A growing body of science shows that pesticide use in agriculture is a key driver of declines in populations of honey bees and other insect pollinators like native bees and butterflies. Yet the U.S. Environmental Protection Agency (EPA) has not taken significant action on pollinator-toxic pesticides, such as neonicotinoids. Research shows that U.S. agriculture has become 48 times more toxic to bees since we began using neonicotinoids in the 1990s.
Jason Davidson, senior food and agriculture campaigner with Friends of the Earth issued the following statement in response:
These bee losses highlight the disturbing lack of progress from the EPA in the fight to protect pollinators from toxic pesticides. EPA cannot sit on the sidelines while beekeepers experience horrific losses year after year.
It will take meaningful policy protection and rapid market change to reverse these unsustainable declines in honey bees and to protect the future of our food supply.
Approximately 1 billion pounds of pesticides are used annually in the U.S., and more than 35% of pesticides on the market are considered ‘highly hazardous’ to pollinators and people. According to recent polling from YouGov, 83% of Americans believe it is important to eliminate pesticides that are harmful to pollinators from agriculture.
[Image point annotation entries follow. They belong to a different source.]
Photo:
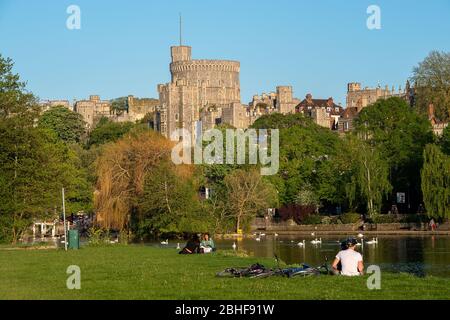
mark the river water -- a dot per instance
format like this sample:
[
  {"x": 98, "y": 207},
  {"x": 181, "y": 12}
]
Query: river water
[{"x": 422, "y": 256}]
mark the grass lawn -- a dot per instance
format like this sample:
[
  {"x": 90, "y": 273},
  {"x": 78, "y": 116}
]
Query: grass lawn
[{"x": 138, "y": 272}]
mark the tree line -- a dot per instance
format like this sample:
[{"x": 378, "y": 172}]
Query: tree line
[{"x": 123, "y": 173}]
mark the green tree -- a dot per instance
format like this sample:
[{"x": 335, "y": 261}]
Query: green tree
[
  {"x": 108, "y": 131},
  {"x": 68, "y": 125},
  {"x": 368, "y": 174},
  {"x": 436, "y": 182},
  {"x": 35, "y": 164},
  {"x": 432, "y": 84},
  {"x": 400, "y": 135},
  {"x": 170, "y": 203},
  {"x": 445, "y": 141},
  {"x": 307, "y": 158},
  {"x": 247, "y": 194}
]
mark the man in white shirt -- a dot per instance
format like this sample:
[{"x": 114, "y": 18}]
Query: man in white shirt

The Saving America’s Pollinators Act and the Protecting America’s Children from Toxic Pesticides Act would ban key bee-toxic pesticides and close loopholes that have allowed pesticide companies to pollute for decades. Congress should also support farmers in transitioning to organic and ecologically regenerative agriculture in order to protect pollinator health. Research shows that organic agriculture can help reverse pollinator declines.
Honey bee loss threatens food security, as one in three bites of food we eat depends on pollination. Research indicates that pollinator loss has already resulted in decreased production of key crops like apples, cherries and tomatoes in the United States. The annual economic value of insect pollinators in the U.S. is estimated to be $34 billion.
According to polling from YouGov, 74% of Americans believe grocery stores should support efforts to protect pollinators, such as bees and butterflies. Grocery retailers can play a major role in protecting honey bees while sustaining their food supply chains long-term.
Friends of the Earth’s Bee-Friendly Retailer Scorecard rates the largest U.S. grocery retailers on protecting pollinators from pesticides. It finds that, despite important momentum in the sector, such as an industry-leading policy from Walmart announced this spring, major grocery retailers have a long way to go to protect pollinators, people and the planet from toxic pesticides.